サウジアラビア・アルジュベール市の湾岸に設置された大型装置を三十郎は訪れたことがある。1983年に完成した一期工事は2万立方b/日×6基、二期工事は同20基、建設金額は1000億円という世界最大規模の装置であった。  海水淡水化装置は元々、オイルタンカーや客船の乗組員の生活用水製造装置として開発された。ボイラの蒸気熱を利用し海水を蒸発させ真水化させる原理で、フラッシュ・エバポレータ方式と呼ばれる。
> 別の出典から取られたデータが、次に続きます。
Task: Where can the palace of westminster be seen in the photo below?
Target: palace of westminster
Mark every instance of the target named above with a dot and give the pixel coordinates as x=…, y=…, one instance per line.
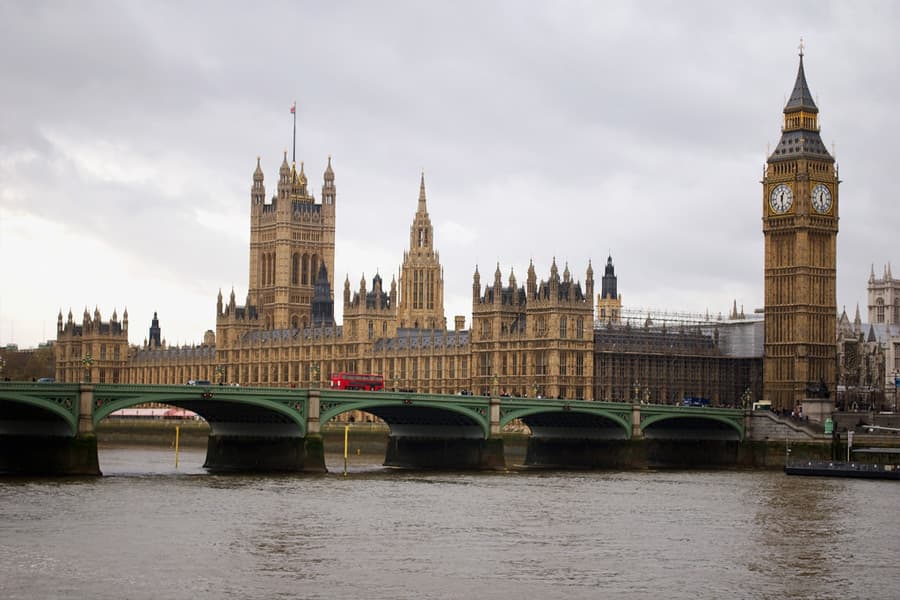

我が国では夏季になると四国や九州などで水不足になるケースが多い。三十郎も博多のスナックで飲んだ時、トイレにバケツが置いてあって難渋した経験がある。海に面する地方自治体は生活用水確保(トイレ・風呂)のために本装置を導入すべきであろう。また震災時の備えにもなるので大都市でも検討すべきである。  逆に水が多くても災いになる。『フラッド』(1988年ミカエル・ソロモン監督)という映画を思い出した。ダム決壊により町中が洪水に遭うが、このなかで現金輸送車強奪事件が繰り広げられた

三十郎の故郷である福岡県の柳川は水の町だ。 映画『柳川堀割物語』(1987年、宮崎駿製作、高畑勲監督)は文化映画であるが、柳川城を廻る掘割の歴史と川辺で生きる市民の生活風景が描かれた名作である。  『少年と星と自転車』(2004年、福原進監督)は14歳の少年の心の成長を描くロードムービーであり柳川、大牟田、天草が描かれた。  老後は、水量豊富な田舎町で暮らしたい希望を持つ三十郎である。